Huffman Code ADA


#1

Suppose the letters a, b, c, d, e, f have probabilities 1/2, 1/4, 1/8, 1/16, 1/32, 1/32
respectively. What is the average length of Huffman codes?
(i) 3
(ii) 2.1875
(iii) 2.25
(iv) 1.19375


#2

Convert the given probabilities into Integers by multiplying with the LCM of the denominators, i.e. 32.

[a:16]    [b:8]    [c:4]    [d:2]    [e:1]     [f:1]

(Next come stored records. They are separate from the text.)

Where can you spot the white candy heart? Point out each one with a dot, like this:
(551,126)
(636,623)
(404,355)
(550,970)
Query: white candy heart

Now the huffman tree will look something like this,

                                                                   32 (root)
                                                                 /    \
                                                               16     [a:16]
                                                              /  \
                                                            8     [b:8]
                                                          /  \
                                                         4    [c:4]
                                                       /  \
                                                      2    [d:2]
                                                     / \
                                                 [e:1]  [f:1]

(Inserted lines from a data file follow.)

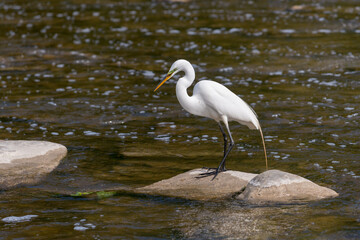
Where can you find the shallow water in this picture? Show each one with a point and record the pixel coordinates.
(82, 74)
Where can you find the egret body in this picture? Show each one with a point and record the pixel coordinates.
(213, 100)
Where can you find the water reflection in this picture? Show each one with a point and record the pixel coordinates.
(83, 73)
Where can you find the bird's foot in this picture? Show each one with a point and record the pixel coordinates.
(223, 169)
(211, 172)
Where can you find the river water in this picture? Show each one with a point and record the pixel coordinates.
(82, 73)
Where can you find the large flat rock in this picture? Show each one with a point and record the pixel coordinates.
(188, 186)
(27, 162)
(276, 186)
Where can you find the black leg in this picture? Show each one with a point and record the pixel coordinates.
(225, 144)
(221, 167)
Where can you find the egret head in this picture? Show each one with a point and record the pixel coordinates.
(173, 70)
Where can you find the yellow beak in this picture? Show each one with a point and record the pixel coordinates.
(163, 81)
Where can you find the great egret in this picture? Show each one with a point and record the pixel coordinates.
(213, 100)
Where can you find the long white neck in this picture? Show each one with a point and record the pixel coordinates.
(183, 83)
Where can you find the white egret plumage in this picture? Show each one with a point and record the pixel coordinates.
(213, 100)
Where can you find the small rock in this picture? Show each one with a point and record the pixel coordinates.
(276, 186)
(27, 162)
(188, 186)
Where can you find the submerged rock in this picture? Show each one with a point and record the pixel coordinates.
(26, 162)
(281, 187)
(188, 186)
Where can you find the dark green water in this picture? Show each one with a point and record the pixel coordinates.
(82, 73)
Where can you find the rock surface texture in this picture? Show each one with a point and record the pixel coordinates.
(188, 186)
(272, 186)
(26, 162)
(276, 186)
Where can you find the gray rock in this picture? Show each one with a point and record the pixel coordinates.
(187, 186)
(27, 162)
(275, 186)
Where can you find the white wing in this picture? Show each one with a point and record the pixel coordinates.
(217, 101)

Now start from root and see how many edges you travel to reach the letters.This will give you the number of bits required to represent the letters.

a -> 1
b -> 2
c -> 3
d -> 4
e -> 5
f -> 5

Now the average length = ∑(probabilities of each letter) * (bits required to represent them)

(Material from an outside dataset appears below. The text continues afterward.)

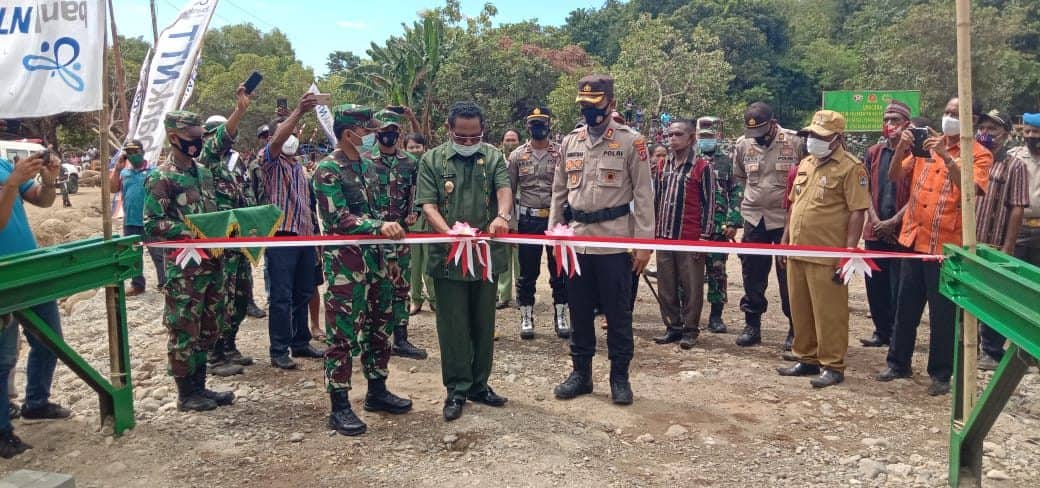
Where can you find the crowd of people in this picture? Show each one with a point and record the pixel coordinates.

= (1/2)(1) + (1/4)(2) + (1/8)(3) + (1/16)(4) + (1/32)(5) + (1/32)(5)

= 1.19375

So option (iv) is correct.

Points to Note:

  • Huffman coding is a variable length encoding methodology, i.e. for each symbol or letter we are using non-uniform number of bits based on their frequency of occurrence.

  • Time complexity of this algorithm = O(nlogn)

  • It is a greedy algorithm.

  • It is used to compress the size of a file.

  • It is always optimal compared to fixed length encoding.